[Info-vax] ADA and VMS (was Safer programming languages)

Craig A. Berry craigberry at nospam.mac.com
Fri Nov 19 18:41:55 EST 2021


On 11/19/21 8:38 AM, Arne Vajhøj wrote:
> On 11/19/2021 8:08 AM, Craig A. Berry wrote:
>>
>> On 11/15/21 6:35 PM, Arne Vajhøj wrote:
>>> On 11/15/2021 6:28 PM, Bill Gunshannon wrote:
>>>> On 11/15/21 4:18 PM, Robert A. Brooks wrote:
>>>>> On 11/15/2021 4:01 PM, Bill Gunshannon wrote:
>>>>>> This talk of Ada, VMS and Systems programming has raised a new
>>>>>> question in my mind.
>>>>>>
>>>>>> Given that Ada got it's start on VMS (one of the first validated
>>>>>> Ada Compilers was on VMS) has any attempt ever been made to write
>>>>>> any part of VMS using Ada?  Device Driver? Anything?
>>>>>
>>>>> ACME_SERVER and SECURITY_SERVER are written in ADA.
>>>>>
>>>>> Both are being rewritten in C.
>>>>
>>>> Were there ever any internal benchmarks run against them so that
>>>> a comparison of performance when the C conversion is done could
>>>> be looked at?
>>>
>>> Depending on how many checks were disabled in the Ada version, then
>>> the C version may be a little or a lot faster,
>>>
>>> But I cannot imagine it having any significance on modern hardware.
>>>
>>> They did not rewrite in C to save CPU cycles but because they did
>>> not have an Ada compiler for the new platform.
>>
>> Right, but that doesn't mean the performance of the Ada version is good
>> or that bad performance doesn't matter.
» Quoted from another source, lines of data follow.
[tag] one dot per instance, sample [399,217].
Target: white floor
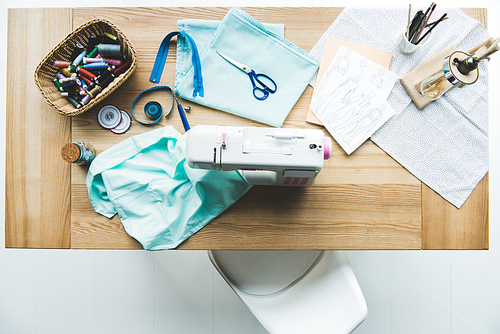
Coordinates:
[49,291]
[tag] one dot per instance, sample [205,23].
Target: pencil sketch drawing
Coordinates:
[351,100]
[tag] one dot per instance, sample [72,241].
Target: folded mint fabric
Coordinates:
[161,201]
[229,89]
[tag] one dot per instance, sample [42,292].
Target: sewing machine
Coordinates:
[264,156]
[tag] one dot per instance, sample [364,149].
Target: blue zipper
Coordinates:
[161,57]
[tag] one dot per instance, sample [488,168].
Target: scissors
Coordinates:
[260,93]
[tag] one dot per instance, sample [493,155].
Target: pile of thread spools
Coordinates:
[90,69]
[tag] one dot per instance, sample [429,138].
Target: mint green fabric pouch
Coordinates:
[229,89]
[161,201]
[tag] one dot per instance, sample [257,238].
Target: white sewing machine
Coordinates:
[265,156]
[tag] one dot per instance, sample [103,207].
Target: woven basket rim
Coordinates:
[115,84]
In fact, ACME server performance
>> is pretty lousy.  SET SERVER ACME/RESTART takes 36 seconds on an rx2660.
>>   That's 36 seconds of downtime during which no one can log in to the
>> system, which might not matter much in some environments, but is still a
>> very long time to restart a service.
> 
> It is.
> 
> So if we say that the right time is 1 second, then those extra
> 35 seconds - what are they used on?
> 
> Doing Ada runtime checks??
> 
> I doubt it.
> 
> I suspect there are some bad logic that need to be redesigned.
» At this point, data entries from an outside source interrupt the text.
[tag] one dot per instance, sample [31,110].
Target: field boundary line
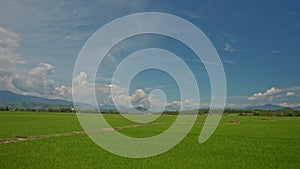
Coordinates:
[26,138]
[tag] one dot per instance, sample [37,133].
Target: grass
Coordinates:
[257,142]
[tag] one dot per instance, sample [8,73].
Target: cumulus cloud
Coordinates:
[268,94]
[228,47]
[36,80]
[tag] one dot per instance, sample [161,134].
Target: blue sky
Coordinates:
[257,41]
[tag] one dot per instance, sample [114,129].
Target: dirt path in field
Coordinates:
[16,139]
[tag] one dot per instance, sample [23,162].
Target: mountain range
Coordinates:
[14,100]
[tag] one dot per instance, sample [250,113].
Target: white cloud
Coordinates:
[9,58]
[228,47]
[81,79]
[9,42]
[275,52]
[268,94]
[290,94]
[36,81]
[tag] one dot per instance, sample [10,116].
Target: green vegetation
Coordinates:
[255,142]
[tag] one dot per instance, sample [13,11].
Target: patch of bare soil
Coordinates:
[234,122]
[267,119]
[24,138]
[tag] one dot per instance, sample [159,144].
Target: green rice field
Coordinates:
[253,142]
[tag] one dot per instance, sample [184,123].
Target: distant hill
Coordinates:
[264,107]
[14,100]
Abysmal performance of a service written in Ada may or may not have
anything to do with Ada directly or indirectly.  Or it may.  ACME has no
reason to do a large quantity of network I/O or disk I/O, so it has no
reason to be considered a victim of the slow network stack or the slow
disk/filesystem infrastructure endemic to VMS.  So the only thing I know
is that the slowest service I've ever seen on VMS in a few decades is
that this particular service is (uncharacteristically) written in Ada,
so Ada is suspect.  I do not have the time, interest, or access to the
code that would be required to prove the actual performance bottleneck.